Internal Scream

I don’t know if it is just me,

But I struggle with this tug-of-war,

Heels dug in the ground,

Jaw clenched and sweat on the brow.

Pull, as if to run away, but also to say No!

How do you learn to vocalize the scream?

Where is it safe to do so?

Will other people think I’m weird?

What will it sound like?

A Barbaric Yarp or a mix of shrieking with gasping?

I just struggle with the swirling of the good and the bad, the light and the dark, the joy and the pain.

I keep trying to learn the balance between talking and not talking. Sometimes it feels as if it is easier to say nothing at all.

Here I am.

Waving my hands.

Like an S.O.S.

Visions of breakthrough….

Anything can happen…

Jesus, is it safer to be alone?

To not be a burden to anyone?

To stroll solo without any ties to anyone?

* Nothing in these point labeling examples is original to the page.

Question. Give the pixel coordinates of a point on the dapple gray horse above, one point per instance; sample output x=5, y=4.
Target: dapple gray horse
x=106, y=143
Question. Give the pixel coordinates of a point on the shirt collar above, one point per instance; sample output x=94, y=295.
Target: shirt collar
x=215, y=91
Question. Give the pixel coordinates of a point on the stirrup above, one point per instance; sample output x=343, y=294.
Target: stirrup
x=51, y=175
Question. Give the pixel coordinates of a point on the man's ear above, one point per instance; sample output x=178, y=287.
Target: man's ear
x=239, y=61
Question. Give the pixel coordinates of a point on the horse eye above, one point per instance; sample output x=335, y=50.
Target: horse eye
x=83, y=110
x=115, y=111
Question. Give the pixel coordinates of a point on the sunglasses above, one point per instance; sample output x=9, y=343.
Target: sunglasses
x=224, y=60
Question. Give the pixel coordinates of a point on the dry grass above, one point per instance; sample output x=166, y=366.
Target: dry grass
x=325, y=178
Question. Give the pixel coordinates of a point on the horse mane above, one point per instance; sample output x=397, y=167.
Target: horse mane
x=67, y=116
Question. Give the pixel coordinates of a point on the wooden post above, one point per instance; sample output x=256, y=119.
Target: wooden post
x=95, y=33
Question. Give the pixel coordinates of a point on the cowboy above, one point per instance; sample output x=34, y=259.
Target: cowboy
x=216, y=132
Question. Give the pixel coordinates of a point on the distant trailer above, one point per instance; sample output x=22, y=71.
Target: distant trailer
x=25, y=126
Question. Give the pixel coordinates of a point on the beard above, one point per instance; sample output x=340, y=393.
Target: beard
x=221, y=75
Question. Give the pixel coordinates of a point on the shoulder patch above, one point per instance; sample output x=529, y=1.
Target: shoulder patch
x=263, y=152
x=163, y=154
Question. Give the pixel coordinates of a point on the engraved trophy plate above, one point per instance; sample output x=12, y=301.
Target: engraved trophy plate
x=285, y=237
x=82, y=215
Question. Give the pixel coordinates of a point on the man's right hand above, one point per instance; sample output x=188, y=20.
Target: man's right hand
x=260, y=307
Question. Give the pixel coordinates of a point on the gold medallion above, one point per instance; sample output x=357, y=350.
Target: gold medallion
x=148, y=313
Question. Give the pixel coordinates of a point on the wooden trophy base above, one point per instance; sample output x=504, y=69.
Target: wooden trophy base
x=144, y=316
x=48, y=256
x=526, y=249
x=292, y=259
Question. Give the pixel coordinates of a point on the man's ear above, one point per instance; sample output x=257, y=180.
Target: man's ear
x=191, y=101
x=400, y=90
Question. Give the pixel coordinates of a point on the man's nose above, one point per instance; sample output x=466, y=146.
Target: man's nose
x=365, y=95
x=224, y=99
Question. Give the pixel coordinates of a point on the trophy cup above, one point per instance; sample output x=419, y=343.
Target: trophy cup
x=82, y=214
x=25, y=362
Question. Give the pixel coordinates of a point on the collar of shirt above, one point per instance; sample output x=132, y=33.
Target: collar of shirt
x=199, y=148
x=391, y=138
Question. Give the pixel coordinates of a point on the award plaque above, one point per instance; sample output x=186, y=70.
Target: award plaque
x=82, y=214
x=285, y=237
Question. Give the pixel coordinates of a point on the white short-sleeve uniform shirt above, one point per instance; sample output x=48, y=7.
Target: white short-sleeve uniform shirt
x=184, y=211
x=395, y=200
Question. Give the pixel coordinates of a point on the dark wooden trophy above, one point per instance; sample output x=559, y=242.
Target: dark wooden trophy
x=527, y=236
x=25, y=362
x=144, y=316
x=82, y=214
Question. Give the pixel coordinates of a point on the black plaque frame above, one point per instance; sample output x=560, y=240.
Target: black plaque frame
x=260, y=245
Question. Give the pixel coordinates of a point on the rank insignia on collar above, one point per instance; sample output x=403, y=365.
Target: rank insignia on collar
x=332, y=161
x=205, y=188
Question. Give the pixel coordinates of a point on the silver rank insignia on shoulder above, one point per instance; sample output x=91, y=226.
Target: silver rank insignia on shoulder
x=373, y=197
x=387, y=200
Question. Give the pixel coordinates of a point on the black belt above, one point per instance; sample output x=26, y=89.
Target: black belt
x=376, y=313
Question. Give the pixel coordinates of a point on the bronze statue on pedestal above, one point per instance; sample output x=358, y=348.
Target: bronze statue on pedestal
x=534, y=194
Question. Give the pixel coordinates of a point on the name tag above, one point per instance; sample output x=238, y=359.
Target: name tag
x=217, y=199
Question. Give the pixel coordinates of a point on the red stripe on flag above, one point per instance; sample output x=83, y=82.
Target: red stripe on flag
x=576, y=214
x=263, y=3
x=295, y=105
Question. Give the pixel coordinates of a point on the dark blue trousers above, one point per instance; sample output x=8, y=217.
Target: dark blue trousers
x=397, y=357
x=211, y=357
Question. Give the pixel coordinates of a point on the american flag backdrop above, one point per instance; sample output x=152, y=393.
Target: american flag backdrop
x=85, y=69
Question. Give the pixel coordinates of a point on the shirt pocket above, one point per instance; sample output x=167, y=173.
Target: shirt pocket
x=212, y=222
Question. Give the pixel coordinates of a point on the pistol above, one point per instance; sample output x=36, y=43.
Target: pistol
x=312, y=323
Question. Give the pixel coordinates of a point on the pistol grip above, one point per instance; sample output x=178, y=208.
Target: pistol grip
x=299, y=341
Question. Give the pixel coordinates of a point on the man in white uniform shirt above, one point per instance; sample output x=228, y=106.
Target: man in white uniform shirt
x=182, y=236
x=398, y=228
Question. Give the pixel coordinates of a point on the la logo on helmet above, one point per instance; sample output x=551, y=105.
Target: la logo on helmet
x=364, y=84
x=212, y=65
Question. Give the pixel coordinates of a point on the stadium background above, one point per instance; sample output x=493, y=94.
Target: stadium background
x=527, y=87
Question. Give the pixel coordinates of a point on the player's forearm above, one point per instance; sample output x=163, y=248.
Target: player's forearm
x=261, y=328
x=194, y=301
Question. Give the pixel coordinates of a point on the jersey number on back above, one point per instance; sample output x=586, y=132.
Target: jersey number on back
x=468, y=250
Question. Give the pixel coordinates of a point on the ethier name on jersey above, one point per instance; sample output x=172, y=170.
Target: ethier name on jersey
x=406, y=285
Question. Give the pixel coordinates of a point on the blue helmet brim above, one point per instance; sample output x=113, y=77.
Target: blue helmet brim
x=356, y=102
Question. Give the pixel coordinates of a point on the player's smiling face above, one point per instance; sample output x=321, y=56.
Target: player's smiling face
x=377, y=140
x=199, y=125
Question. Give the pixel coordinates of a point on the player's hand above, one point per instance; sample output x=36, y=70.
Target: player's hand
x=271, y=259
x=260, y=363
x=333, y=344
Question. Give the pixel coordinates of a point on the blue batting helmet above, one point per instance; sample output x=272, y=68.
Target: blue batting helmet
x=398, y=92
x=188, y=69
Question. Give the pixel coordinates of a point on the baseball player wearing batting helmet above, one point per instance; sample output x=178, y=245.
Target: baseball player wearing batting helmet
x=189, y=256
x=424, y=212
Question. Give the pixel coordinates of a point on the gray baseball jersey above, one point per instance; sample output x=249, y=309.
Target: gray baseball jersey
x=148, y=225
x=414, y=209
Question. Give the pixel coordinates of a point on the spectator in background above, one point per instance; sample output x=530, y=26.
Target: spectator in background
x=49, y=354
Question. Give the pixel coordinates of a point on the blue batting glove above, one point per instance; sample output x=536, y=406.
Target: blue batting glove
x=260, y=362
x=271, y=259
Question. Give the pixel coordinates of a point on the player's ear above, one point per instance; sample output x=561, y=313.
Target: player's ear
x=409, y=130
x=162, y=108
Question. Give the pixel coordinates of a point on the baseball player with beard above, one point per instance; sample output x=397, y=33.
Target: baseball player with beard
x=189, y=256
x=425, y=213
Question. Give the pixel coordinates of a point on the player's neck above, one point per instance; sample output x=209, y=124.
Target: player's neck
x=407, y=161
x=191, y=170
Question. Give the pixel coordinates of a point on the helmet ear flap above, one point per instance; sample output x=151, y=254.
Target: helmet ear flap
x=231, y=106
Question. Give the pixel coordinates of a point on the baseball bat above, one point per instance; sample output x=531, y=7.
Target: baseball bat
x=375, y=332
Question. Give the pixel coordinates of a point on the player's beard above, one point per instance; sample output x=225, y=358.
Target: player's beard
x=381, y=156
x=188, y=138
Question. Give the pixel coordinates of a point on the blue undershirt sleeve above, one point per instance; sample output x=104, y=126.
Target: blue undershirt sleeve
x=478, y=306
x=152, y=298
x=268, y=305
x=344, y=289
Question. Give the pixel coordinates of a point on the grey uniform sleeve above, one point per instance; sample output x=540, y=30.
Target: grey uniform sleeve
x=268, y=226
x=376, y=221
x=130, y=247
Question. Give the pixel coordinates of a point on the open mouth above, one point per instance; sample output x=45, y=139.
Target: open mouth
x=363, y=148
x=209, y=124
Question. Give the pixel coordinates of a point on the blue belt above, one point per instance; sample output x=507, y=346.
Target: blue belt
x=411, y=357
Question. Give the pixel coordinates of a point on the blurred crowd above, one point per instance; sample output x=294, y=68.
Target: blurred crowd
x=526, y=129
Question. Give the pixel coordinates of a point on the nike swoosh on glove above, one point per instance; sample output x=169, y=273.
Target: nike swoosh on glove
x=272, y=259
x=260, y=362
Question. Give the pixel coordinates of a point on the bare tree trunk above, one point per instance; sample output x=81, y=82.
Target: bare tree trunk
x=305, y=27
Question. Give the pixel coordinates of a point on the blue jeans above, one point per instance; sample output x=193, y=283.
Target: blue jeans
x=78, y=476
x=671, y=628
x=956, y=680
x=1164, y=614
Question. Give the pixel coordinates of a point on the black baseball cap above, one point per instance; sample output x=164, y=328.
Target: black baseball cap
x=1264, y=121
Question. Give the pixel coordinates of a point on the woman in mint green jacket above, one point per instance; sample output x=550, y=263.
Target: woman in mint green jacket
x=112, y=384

To not share for the fear of abandonment?

Maybe easier?

To be a turtle, to lock up the hurt inside and throw the key away.

To realize that I’m not really here.

It is all temporary.

My home is not here.

It is in Heaven.

Every time I try to dig deep and be me to those close relationships…

I always watch them walk away and I learn that yet again I’m not supposed to say anything.

I’m supposed to care, to love, to be there always listening.

Deep breath, I can’t breathe!

The tears,

I dislike those so much!

I wish I had a magic wand to take away all of the hurt and pain that you and I feel.

Shattered life, Shattered me…

Only He can put the pieces back together.

Please remember that everyone is facing a battle and conversations are so very important.

Postcards sure,

Email sure,

Text sure,

But the really deep connecting stuff,

That is what God desires for us to find only with those He has appointed there in that place.

He is the healer and loving Father.

To trust Him.

To stop talking.

To love Him.

To bow my head.

Peace Be Still.

Learning to Breathe

In the beginning, even if you don’t really know where that starts…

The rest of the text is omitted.